Se l’Italia va scuola da eCampus

di Giuseppe Frangi

 Appena varcato il confine di Chiasso al ritorno da un viaggio in Germania, mi sono trovato davanti un grande cartellone pubblicitario che reclamizzava l’università telematica eCampus. La cosa mi ha lasciato immediatamente perplesso per due motivi: venivo da un migliaio di chilometri in zone d’Europa francamente meno belle delle nostre e non credo di aver mai incrociato lo sguardo su un cartellone pubblicitario. I cartelloni infatti sono banditi in quanto forma pubblicitaria infestante che rovina paesaggio e orizzonti cittadini. In Italia invece dilagano in assoluta anarchia, a rovinare un paese che dovrebbe avere nella bellezza il primo valore da custodire.
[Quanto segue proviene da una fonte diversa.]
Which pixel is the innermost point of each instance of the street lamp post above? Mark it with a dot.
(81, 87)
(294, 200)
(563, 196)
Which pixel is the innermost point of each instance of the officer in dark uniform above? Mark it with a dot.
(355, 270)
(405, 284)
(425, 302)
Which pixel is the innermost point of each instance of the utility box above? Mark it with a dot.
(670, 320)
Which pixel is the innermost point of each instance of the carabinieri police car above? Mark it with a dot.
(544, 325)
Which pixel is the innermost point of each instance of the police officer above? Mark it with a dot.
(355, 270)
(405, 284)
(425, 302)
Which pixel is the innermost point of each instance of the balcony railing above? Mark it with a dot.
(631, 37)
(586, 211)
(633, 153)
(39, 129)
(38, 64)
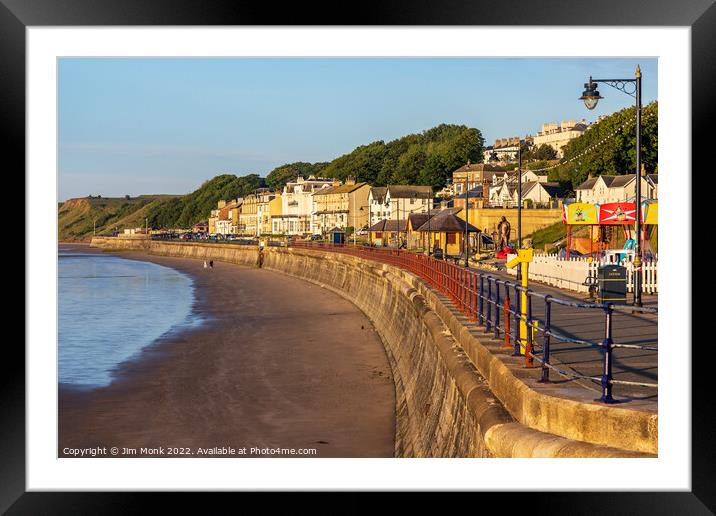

La seconda cosa che mi ha lasciato perplesso è chi fosse il destinatario, in quel primo lembo di territorio italiano, nel valico più frequentato, di quel messaggio. ECampus  è un’università online, nata dalle costole del discusso Cepu. Il cartellone forse pensa di intercettare l’interesse dei “ricchi” lavoratori transfrontalieri? O addirittura di studenti della Svizzera italiana? Non so rispondere. Comunque la cosa mi è sembrata insieme bizzarra e inquietante.  Proprio qualche giorno fa avevo letto una corrispondenza dell’Herald Tribune che spiegava come uno dei grandi problemi dell’Italia sia proprio l’incapacità di dare una formazione adeguata alle nuove generazioni. Così chi può se ne va a studia altrove e poi difficilmente ritorna. L’Herald riferiva di dati del Miur secondo i quali l’86% dei professori sia sopra i 50 anni di età, percentuale che scende a 60 per i professori associati (addirittura il 30% dei ricercatori ha più di 50 anni!). Viene la pelle d’oca al pensiero che la risposta a questa situazione decrepita stia tutta nell’improvvisazione tutta commerciale di iniziative stile eCampus.